Canadian Pacific Railway Limited (NYSE:CP) hits a 52-week high of $228.79 during the trading session on May 16, before retracing a bit to close at $228.63. In fact, this Calgary, Canada-based railroad operator has also performed well in the past three months. The stock has gained 11.8% compared with its industry’s 5.7% growth.
Three-Month Price Performance
While factors like upbeat intermodal volumes, increase in grain carloads and the recent hike raise optimism, we believe that there are enough reasons to prevent the stock from surging higher.
Canadian Pacific’s Zacks Rank #3 (Hold) also suggests that any upside from here may be limited.
Catalysts Behind the Healthy Run on the Bourse
Shareholder-Friendly Attitude: We are impressed with this railroad operator’s efforts to reward its shareholders through share repurchases and dividends. In line with its pro-investor approach, in May 2019, the company increased its quarterly dividend by 27.5% to C$0.83 per share (C$3.32 annually).

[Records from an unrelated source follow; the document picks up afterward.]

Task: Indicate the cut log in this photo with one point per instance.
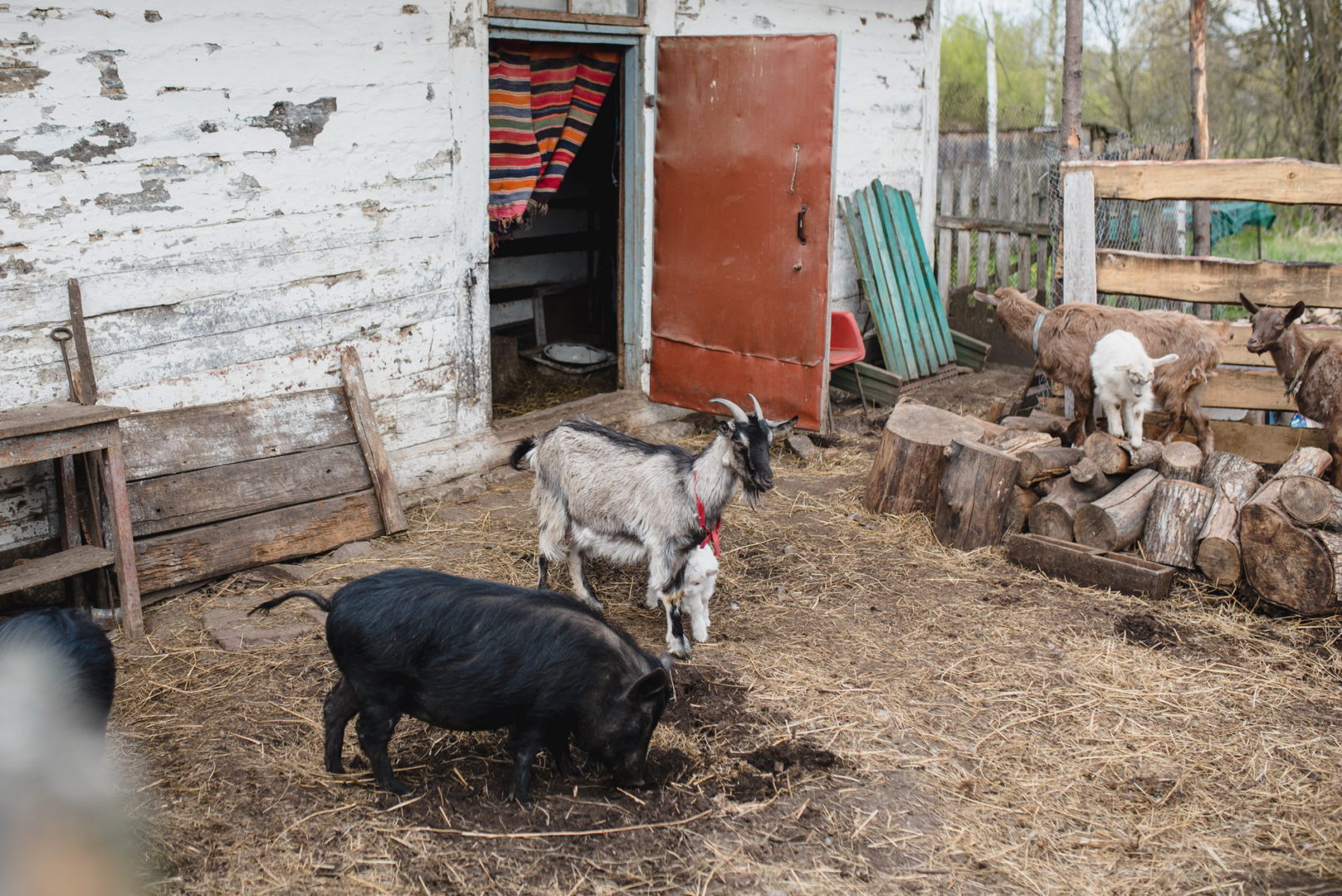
(1054, 517)
(1222, 465)
(1017, 514)
(1046, 463)
(1287, 565)
(1219, 542)
(1090, 565)
(1115, 456)
(1115, 521)
(910, 460)
(976, 493)
(1180, 460)
(1174, 521)
(1311, 502)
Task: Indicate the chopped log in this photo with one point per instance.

The company has a steady track record of increasing dividends. Evidently, the latest hike marks the fourth straight year of dividend increase and reflects a 137% rise since 2014. Canadian Pacific has paid dividends worth C$1.47 billion and returned C$9.2 billion to its shareholders since 2014.

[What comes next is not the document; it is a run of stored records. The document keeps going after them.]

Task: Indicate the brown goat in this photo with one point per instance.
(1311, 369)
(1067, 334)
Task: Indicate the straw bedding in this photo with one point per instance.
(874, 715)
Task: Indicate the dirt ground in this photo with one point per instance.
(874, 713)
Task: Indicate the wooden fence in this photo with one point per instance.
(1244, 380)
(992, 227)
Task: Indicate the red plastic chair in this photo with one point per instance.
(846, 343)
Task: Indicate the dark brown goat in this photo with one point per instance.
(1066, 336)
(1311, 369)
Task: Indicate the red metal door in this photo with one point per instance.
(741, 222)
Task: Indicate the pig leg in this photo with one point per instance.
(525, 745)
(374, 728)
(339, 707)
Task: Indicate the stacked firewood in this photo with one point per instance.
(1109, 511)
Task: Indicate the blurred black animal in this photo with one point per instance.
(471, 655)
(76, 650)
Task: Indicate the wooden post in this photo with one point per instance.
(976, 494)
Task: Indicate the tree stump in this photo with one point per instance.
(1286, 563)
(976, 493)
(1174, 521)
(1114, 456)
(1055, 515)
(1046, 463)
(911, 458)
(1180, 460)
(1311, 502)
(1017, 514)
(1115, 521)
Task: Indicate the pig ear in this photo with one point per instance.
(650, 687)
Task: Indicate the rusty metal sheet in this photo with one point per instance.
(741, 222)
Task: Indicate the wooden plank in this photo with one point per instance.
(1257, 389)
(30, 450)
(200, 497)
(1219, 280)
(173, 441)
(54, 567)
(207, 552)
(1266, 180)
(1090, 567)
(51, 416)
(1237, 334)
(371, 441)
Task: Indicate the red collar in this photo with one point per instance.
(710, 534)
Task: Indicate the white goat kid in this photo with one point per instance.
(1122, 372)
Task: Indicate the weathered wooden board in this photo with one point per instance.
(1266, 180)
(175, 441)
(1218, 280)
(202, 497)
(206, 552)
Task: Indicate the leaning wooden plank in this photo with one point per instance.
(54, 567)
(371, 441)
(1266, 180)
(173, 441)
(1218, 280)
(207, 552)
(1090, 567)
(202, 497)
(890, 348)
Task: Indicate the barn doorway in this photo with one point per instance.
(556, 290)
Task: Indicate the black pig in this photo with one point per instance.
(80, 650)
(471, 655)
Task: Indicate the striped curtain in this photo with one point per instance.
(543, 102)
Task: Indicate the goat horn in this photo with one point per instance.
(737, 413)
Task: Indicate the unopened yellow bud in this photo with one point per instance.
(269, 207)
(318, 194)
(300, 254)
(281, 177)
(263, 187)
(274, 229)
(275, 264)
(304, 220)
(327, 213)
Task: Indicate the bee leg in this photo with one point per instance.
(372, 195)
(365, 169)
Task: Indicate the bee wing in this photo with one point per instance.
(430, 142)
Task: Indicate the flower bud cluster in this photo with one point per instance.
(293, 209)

Volume Growth: Volume growth is aiding Canadian Pacific immensely owing to impressive performances at sub-groups like intermodal, grain and potash. In 2018, overall carloads had improved 4%. Even though the metric declined in the first quarter, we believe it was mainly due to harsh weather conditions and network issues.
In fact, in April, Canadian Pacific moved 2.64 million metric tonnes of Canadian grain and grain products, which is a record for the company. This robust performance signals at a network recovery.
Revenue Beat in Q1: In first-quarter 2019, the company posted revenues of $1,329 million (C$1.77 billion), beating the Zacks Consensus Estimate of $1,321.7 million. Also, the top line improved year over year. Strong freight revenues aided top-line growth. Freight revenues rose 6% year over year and contributed 97.7% to the top line.
Positive Estimate Revisions: Annual estimates for Canadian Pacific have moved north in the past 30 days. In this period, the Zacks Consensus Estimate for 2019 earnings has increased 0.3%. For 2020 earnings, the consensus mark moved 0.4% up in the same time frame.
Despite these key driving factors, we advise investors to wait for a better entry point before buying shares in the oil major. Here’s why
High Costs: High operating expenses remain a major concern at Canadian Pacific. Operating expenses have increased 11% in 2018. Continuing the trend, the metric increased 9% in first-quarter 2019. Operating ratio (operating expenses as a percentage of revenues) deteriorated in the first quarter mainly owing to high costs. Additionally, with Canadian Pacific investing significantly to upgrade its facilities, the company is incurring significant amount of capital expenses. Capital expenditures are projected around C$1.6 billion in 2019, which in turn, is hurting the bottom line.
Weak US Grain Portfolio: The below-par performance of the company’s US grain portfolio is concerning. In the fourth quarter of 2018, volumes for the portfolio decreased 18%. The dismal performance was due to reduced shipments to the US P&W. Weakness continued in the first quarter as well contributing to the decline in overall grain volumes.
Highly Leveraged: The ratio of Canadian Pacific’s long-term debt-to-capitalization (expressed as a percentage) currently reads 55.3. This compares unfavorably to the figure of 46.7 for its industry. Long-term debt at the end of 2018 amounted to C$8,190 million, which increased further to C$8,427 million at the first-quarter end.
Stocks to Consider
While Canadian Pacific is expected to perform in line with the broader U.S. equity market over the next one to three months, investors interested in the Transportation sector may consider SkyWest (NASDAQ:SKYW) , Hertz Global Holdings (NYSE:HTZ) and Hub Group (NASDAQ:HUBG) . While SkyWest sports a Zacks Rank #1 (Strong Buy), Hertz Global and Hub Group carry a Zacks Rank #2 (Buy). You can see the complete list of today’s Zacks #1 Rank stocks here.
Shares of SkyWest , Hertz Global Holdings and Hub Group have rallied more than 34%, 25% and 14%, respectively, on a year-to-date basis.